I'm working with an extremely old database system containing people and associated PDFs. I can access most data over a webbrowser, however PDFs cannot be requested via web-api - I do however have the liberty of loading any javascript library, and use chrome webdev console.

I want to get a proof of principle working, where I can load a person's PDFs. But I'm not quite sure what the best approach is.
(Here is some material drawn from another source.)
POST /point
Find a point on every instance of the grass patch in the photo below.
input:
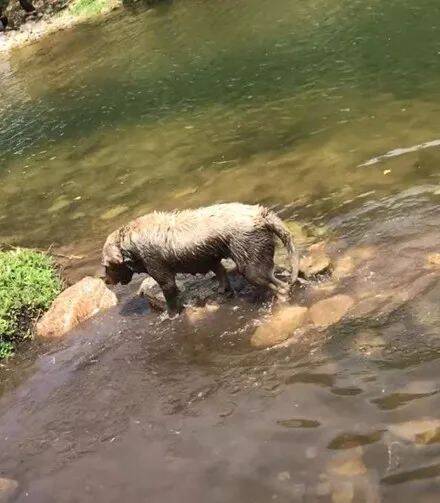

  1. Idea to upload a file to the website's local storage in my browser (since it's viewed several times). However I seem to be lacking a good library to save/load files from the cache directory. This library wasn't updated since 2016 and Filesaver.js doens't seem to be keen on loading the files after saving. Using a fully-fledged database implementation seems overkill (most files will be <= 5-10MB)
  2. Loading a file from local storage (even if dir is added to workspace in chrome) seems completely impossible, that would've been an alternative
  3. adding the local file path to a <a href=""> element did not work in chrome

Is there a feasible approach to manage/associate PDF files on my local drive with the website I'm working with (and have full client-side control, i.e. can load any library)?

Note: Access is restricted, no chrome addons can be used and chrome cannot be started using custom flags

CodePudding user response:

I don't exactly know what you are asking for, but this code will get all the pdfs in a selected directory and display them and also makes a list of all the file objects. This will only work in a "secure context" and on chrome

(it also wont run in a sandbox like a stackoverflow code snippet)

js

let files = [];
async function r() {
  for await (const [_, h] of (await window.showDirectoryPicker()).entries()) files.push(await h.getFile());
  files = files.filter(f => f.type === "application/pdf");
  for (const f of files) {
    let e = document.createElement("embed");
    e.src = URL.createObjectURL(f), e.type = f.type;
    document.body.appendChild(e);
  }
}

html

<button onclick="r()">read PDFs</button>

also you can probably use this if you need to send the local PDF somewhere

not sure this answers the question but i hope it helps

CodePudding user response:

Since ActiveX controls are no longer available browsers can display a PDF or a user can download the pdf.

For any more control over that I suspect you could try render the pdf using a JavaScript library like https://mozilla.github.io/pdf.js/

For full control you wont be in a position to control the PDF version, you could alternatively render the PDFs to images on the server and display image versions of the pages.